Cuckoo brings news that Liu has decided that his daughter, who is fourteen, must wait three more years before she marries Wang Lung's son. Wang Lung is distressed at the prospect of such a long wait.
That year a plague of locusts comes and destroys the villagers' crops. Wang Lung is fortunate, because the best of his fields are spared, and he can still reap wheat, and his rice field is spared too. The plague of locusts also helps to take Wang Lung's mind off his other troubles, with his son and his uncle.
Wang Lung's son, who is now nearly eighteen, expresses a desire to study in one of the great schools in the south, so he can become learned. Wang Lung angrily refuses to give permission, and the son seems to accept his decision. Wang Lung assumes that the boy is content. But one day, O-lan informs him that his son has been visiting Lotus. She advises her husband to send him away to the south, as he originally requested. At first, Wang Lung does not believe what O-lan says. He assumes that she is just jealous of Lotus. But he soon becomes suspicious, and takes O-lan's advice to go one night unexpectedly to Lotus's court. There he hears the voice of his son. Furious, he gets some bamboo sticks, bursts in on the two of them, and beats his son bloody. Then he sends him to his room. When the boy is gone, Wang Lung accuses Lotus, but she claims that Wang Lung's son came only to talk, and had never been in his bed.
Wang Lung tells his son to pack his things and go south the following day.
Wang Lung then decides to take his second son out of school and apprentice him in the grain market. He goes to visit the merchant Liu, who agrees to take his son on as an apprentice. Liu and Wang Lung also agree that Liu's ten-year-old son will be betrothed to Wang Lung's nine-year-old daughter.
Wang Lung decides that his third son will be a farmer, since the elder two are scholar and merchant, respectively. Now he has settled the future of his family, Wang Lung starts to think about his wife. He is aware that she knows he does not love her, and now he notices for the first time that she is sick, although she has been ill for a long time. He fetches a doctor, who tells him that O-lan is gravely ill and will die.
Analysis
Wang Lung's energies are now taken up with trying to ensure the future happiness of his children, through arranging their marriages. Just as Wang Lung had no say in who he was to marry, his sons have little influence either. It is Wang Lung who decides on a suitable match.
Wang Lung and O-lan have done their best to ensure that their second daughter will be considered desirable by following the traditional practice of binding her feet. This Chinese practice flourished for about a thousand years until it died out in the early twentieth century. Binding the feet was a painful practice that resulted in deformity of the foot, which would often be no longer than three inches. Small feet were considered attractive, however, and made a girl more likely to find a suitable husband.

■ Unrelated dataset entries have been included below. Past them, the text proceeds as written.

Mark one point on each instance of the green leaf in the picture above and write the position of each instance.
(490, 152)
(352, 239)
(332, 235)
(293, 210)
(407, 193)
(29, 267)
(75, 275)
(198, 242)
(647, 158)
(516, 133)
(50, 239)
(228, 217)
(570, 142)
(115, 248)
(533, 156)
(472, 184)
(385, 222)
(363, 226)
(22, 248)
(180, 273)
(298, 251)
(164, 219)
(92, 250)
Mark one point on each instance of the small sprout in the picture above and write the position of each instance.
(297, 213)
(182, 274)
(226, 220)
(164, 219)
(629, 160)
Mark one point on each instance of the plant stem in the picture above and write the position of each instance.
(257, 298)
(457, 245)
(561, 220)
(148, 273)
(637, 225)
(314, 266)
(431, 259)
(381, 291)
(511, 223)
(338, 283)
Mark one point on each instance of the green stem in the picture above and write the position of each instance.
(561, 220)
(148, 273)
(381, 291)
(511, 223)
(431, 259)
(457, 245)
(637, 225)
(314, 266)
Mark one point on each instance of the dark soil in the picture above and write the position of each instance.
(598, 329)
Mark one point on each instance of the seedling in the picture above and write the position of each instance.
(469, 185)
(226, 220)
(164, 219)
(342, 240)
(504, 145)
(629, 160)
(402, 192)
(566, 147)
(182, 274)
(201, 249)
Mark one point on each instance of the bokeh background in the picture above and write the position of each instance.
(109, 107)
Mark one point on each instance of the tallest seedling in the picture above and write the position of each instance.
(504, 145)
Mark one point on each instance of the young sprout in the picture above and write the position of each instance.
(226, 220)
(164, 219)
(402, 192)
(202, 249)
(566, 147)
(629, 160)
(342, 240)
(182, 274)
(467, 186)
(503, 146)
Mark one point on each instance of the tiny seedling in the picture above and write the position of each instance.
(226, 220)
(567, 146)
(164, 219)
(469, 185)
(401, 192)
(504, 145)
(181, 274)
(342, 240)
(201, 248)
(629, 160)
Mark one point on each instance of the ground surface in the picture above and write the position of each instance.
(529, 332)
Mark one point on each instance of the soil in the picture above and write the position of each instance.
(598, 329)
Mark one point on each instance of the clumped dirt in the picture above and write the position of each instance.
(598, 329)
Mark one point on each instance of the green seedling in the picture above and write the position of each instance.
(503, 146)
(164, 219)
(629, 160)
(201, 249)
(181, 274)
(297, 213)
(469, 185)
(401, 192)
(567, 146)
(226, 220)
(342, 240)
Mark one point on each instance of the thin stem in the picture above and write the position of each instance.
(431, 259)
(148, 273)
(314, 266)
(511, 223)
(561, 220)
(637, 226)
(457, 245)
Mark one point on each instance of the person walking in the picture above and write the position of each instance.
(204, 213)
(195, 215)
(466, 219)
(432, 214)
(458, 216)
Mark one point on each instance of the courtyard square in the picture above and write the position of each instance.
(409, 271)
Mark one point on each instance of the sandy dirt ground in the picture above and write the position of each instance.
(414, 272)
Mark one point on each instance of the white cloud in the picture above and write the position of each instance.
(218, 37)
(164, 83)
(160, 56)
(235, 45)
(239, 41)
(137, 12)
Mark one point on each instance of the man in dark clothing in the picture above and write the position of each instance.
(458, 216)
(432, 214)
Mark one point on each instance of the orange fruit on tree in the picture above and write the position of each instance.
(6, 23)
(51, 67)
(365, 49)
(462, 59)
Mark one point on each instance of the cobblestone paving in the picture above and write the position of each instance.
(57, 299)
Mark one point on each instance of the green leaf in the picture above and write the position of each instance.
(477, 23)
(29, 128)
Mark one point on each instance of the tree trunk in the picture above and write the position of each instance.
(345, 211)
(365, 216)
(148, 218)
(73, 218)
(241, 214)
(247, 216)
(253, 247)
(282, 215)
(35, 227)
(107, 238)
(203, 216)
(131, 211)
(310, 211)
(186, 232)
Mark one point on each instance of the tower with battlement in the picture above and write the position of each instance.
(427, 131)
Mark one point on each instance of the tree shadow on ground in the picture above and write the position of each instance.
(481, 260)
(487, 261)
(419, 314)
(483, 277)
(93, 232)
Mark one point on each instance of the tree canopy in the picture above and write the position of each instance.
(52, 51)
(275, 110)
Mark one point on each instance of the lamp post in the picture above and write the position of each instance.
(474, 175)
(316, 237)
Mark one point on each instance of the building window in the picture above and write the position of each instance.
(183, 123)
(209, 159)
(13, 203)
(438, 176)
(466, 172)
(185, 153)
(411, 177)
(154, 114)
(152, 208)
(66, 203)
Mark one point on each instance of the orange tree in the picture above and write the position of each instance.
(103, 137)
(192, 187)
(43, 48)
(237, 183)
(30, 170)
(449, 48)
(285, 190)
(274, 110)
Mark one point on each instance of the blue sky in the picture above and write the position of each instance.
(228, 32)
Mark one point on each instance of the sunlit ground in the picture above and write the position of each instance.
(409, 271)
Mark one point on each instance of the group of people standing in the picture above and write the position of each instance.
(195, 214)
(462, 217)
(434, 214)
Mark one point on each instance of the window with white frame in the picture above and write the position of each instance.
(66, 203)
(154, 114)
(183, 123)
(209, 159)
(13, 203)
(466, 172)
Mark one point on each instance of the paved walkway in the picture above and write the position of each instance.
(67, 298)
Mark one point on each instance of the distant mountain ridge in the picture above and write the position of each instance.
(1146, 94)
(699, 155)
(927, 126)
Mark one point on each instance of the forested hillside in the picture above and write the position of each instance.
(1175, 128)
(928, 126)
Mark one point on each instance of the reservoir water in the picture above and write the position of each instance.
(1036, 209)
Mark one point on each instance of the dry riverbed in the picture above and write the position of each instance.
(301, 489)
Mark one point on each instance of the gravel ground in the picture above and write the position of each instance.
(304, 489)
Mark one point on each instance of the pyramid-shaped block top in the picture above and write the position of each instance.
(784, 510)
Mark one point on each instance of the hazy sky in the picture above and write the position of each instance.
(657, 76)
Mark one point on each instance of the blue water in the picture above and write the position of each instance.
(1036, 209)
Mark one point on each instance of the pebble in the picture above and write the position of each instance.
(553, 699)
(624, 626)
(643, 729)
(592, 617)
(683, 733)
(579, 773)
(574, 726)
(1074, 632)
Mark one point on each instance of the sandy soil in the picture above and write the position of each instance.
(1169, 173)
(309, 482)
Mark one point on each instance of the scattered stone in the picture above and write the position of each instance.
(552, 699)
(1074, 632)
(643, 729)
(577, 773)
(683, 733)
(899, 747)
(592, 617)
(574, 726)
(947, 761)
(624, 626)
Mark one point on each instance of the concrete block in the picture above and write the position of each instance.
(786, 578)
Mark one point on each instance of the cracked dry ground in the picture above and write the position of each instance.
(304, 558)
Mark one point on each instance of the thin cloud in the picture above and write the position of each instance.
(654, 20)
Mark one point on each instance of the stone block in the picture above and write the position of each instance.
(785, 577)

Wang Lung is therefore proud of his daughter, because O-lan "bound her feet well, so that she moved about with small graceful steps" (p. 214).
Wang Lung has now acquired the cares of the wealthy, but every time he gets overburdened, he takes a hoe and goes out to the fields, and that restores his spirits: "the good land did again its healing work" (p. 200). The same thing happens after the plague of locusts has passed: "For seven days he thought of nothing but his land, and he was healed of his troubles and his fears" (p. 201). Throughout the novel, staying close to the land is identified with happiness and a contented spirit; departing from it leads to insecurity and malaise.